A agência de notação financeira Moody’s desceu o ‘rating’ de Moçambique de B2 para B3, avisando que pode descer ainda mais a avaliação que faz da qualidade do crédito soberano do país.

“O principal fator para esta revisão em baixa do ‘rating’ de Moçambique é a posição da balança de pagamentos, que está a deteriorar-se, e a reduzida capacidade para o Governo pagar a dívida, como é comprovada pela descida do nível de reservas em moeda estrangeira do Banco de Moçambique e pela decisão de propor uma reestruturação da dívida”, lê-se na nota enviada aos investidores.

No documento, a Moody’s alerta ainda que o ‘rating’ continua em avaliação com uma perspetiva de evolução negativa enquanto os analistas “avaliam as implicações da proposta de troca de dívida da Empresa Moçambicana de Atum (Ematum)”, apresentada no dia 09 deste mês, e que prevê, na prática, uma redução de 20% nos pagamentos aos credores e uma extensão das maturidades dos investimentos de 2020 para 2023.

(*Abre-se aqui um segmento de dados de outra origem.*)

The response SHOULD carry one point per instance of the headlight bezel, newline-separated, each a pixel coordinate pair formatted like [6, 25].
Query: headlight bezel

A Moody’s acredita que as reservas em moeda estrangeira, que atingiram o pico de 3,2 mil milhões de dólares em agosto de 2014 e encolheram para 2,3 mil milhões no final do ano passado, “vão continuar a cair em 2016 mesmo com a disponibilização de 165 milhões de dólares” por parte do Fundo Monetário Internacional, no âmbito de um empréstimo de 285 milhões de dólares contraído no ano passado.

Dificultando ainda mais as finanças públicas moçambicanas, a Moody’s lembra que o setor do Gás Natural Liquefeito está também a passar por dificuldades, o que aliás levou a agência a descer o ‘rating’ da norte-americana Anadarko, uma das principais investidoras no país, “o que deverá afetar os seus planos de investimento em Moçambique, pelo menos a curto prazo”.

Mesmo reconhecendo os passos positivos no capítulo da implementação de políticas económicas corretas, ao abrigo do programa de ajuda do FMI, a Moody’s diz, no entanto, que “apesar destas iniciativas políticas apoiarem um ajustamento na balança de pagamentos, na ausência de uma disponibilidade de liquidez externa, as pressões sobre a balança de pagamentos mantêm-se devido ao ambiente externo particularmente adverso”.